Just yesterday, someone asked if I feel that I’ve have changed since I was eighteen. I thought about it for only a moment. It was in a mere synapse that I remembered the yearbook photo when I was a senior in high school and had my own page where it said I loved beaches and sandals and dangling earrings…how it said that I was “lost without” someone to worry about and that “twenty years hence” I would be on the road with my “probable companion” Jack Kerouac. And although I have been ensconced in the suburbs since 1985 and my companion can in no way be compared to Kerouac, the fundamental essence of me hasn’t changed so my answer was a sot “no.” The eighteen-year-old feelings remain although they have been tempered and calmed by experience. I know, given what the last fifty years have brought me, that if I am fortunate there is still more to come. I know where the OLD stones lie in the road but I don’t know where the new ones are going to kick up and where they’ll lie in my path. I can look at this two ways and have decided to choose anticipation over panic.
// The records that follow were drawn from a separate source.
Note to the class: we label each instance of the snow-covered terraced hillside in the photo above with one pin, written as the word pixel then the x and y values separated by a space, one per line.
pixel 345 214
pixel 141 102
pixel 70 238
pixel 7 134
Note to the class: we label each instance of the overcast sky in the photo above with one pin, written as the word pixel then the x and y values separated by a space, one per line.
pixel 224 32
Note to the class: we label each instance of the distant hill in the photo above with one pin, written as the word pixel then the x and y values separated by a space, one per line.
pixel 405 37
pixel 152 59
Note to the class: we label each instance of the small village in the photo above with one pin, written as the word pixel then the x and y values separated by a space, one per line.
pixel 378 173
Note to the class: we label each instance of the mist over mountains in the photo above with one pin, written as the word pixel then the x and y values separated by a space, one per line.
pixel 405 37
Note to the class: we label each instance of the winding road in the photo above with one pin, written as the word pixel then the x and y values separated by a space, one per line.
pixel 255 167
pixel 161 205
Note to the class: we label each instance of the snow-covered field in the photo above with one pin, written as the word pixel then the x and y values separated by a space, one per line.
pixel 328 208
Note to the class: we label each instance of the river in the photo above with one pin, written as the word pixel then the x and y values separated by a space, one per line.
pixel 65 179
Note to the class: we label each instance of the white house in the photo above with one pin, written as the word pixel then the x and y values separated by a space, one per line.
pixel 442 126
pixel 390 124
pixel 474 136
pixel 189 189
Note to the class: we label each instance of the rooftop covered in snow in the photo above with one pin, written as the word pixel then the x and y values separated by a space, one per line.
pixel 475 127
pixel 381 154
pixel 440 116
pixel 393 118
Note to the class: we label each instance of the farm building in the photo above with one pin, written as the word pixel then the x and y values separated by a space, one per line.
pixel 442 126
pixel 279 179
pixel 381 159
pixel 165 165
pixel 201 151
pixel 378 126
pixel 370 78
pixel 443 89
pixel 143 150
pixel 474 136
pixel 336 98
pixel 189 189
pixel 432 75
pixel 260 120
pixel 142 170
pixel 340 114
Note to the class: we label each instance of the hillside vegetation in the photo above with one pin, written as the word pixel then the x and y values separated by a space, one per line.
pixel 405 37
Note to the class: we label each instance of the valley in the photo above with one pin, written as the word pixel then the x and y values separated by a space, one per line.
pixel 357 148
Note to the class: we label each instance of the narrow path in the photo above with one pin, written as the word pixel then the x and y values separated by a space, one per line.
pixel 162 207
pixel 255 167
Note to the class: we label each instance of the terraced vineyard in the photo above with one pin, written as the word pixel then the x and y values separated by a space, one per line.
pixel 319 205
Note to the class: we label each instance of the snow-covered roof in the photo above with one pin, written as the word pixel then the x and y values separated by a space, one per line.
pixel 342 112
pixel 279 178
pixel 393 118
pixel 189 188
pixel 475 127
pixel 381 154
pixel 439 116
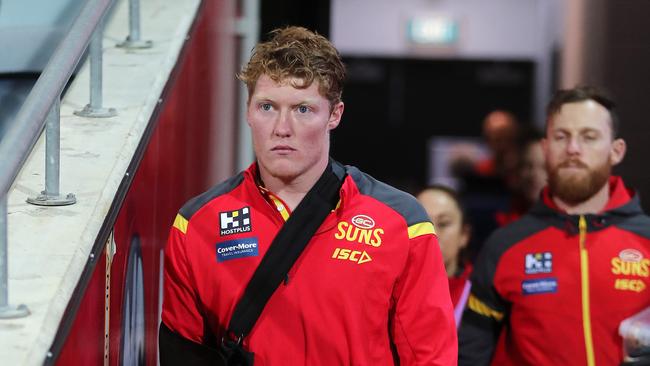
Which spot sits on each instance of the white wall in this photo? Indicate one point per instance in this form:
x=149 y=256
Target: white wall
x=489 y=29
x=30 y=31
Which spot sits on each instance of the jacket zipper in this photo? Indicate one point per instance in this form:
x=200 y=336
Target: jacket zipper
x=584 y=277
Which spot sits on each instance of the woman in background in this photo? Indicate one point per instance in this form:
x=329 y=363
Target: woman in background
x=446 y=212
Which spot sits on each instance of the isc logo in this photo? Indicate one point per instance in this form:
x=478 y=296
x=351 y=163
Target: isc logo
x=359 y=257
x=363 y=222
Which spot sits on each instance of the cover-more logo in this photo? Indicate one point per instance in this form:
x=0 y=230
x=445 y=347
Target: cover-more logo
x=235 y=222
x=539 y=263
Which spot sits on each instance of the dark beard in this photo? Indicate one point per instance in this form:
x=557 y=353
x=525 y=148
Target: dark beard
x=576 y=189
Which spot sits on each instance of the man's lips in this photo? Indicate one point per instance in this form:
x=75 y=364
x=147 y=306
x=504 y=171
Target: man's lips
x=282 y=148
x=574 y=165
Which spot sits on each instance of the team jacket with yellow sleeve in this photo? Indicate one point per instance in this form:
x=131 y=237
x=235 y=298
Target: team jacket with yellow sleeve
x=370 y=280
x=553 y=288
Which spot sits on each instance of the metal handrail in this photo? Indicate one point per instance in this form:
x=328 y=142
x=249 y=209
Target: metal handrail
x=23 y=133
x=41 y=105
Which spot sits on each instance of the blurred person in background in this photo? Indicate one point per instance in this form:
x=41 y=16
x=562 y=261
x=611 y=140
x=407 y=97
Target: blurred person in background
x=553 y=287
x=500 y=131
x=531 y=178
x=446 y=212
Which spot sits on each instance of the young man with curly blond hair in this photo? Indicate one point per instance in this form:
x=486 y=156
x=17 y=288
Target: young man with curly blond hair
x=369 y=288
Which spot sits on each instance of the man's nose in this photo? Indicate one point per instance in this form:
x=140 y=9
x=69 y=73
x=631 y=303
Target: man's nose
x=283 y=124
x=573 y=146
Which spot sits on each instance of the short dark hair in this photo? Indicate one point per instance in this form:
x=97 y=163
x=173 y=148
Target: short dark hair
x=582 y=93
x=455 y=196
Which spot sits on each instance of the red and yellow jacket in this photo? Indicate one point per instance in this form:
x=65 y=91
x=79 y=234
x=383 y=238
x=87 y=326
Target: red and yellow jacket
x=371 y=277
x=553 y=288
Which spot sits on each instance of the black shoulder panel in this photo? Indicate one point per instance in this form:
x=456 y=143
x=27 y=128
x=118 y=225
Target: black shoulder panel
x=638 y=224
x=402 y=202
x=197 y=202
x=498 y=243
My daughter wrestles with an ageless notion and expectation of romance that is similar to mine despite the myriad books she reads, and I once read, for feminist theory classes. The bottom line is that love comes fast and furious when we’re young and slower and more deliberately as we get older. But we grown women are still reduced to being nothing more than girls with hearts as fragile as porcelain and minds that don’t always think with clarity. There is, I believe, a beauty in all this if we’re tough enough to withstand it: we who believe in love forever and embrace eternity remain not jaded. Of course, the flip side to this is that no matter how old we are, we remain raw and vulnerable, experience and wisdom not withstanding.
I think the best line that ever summarized romantic love was in the movie, my all-time favorite, Moonstruck. Loretta (Cher) tells her mother (Olympia Dukakis) that she has met someone.
“Do you love him, Loretta?” the mother asks.
“I love him something awful,” Loretta answers.
“That’s too bad,” the mother says.
Those three lines say it all: when we love them, they can break our hearts. But if we’re too scared to love them, if we don’t put our hearts out there, we risk missing out on the best part of the ride as the roller coaster careens through the night.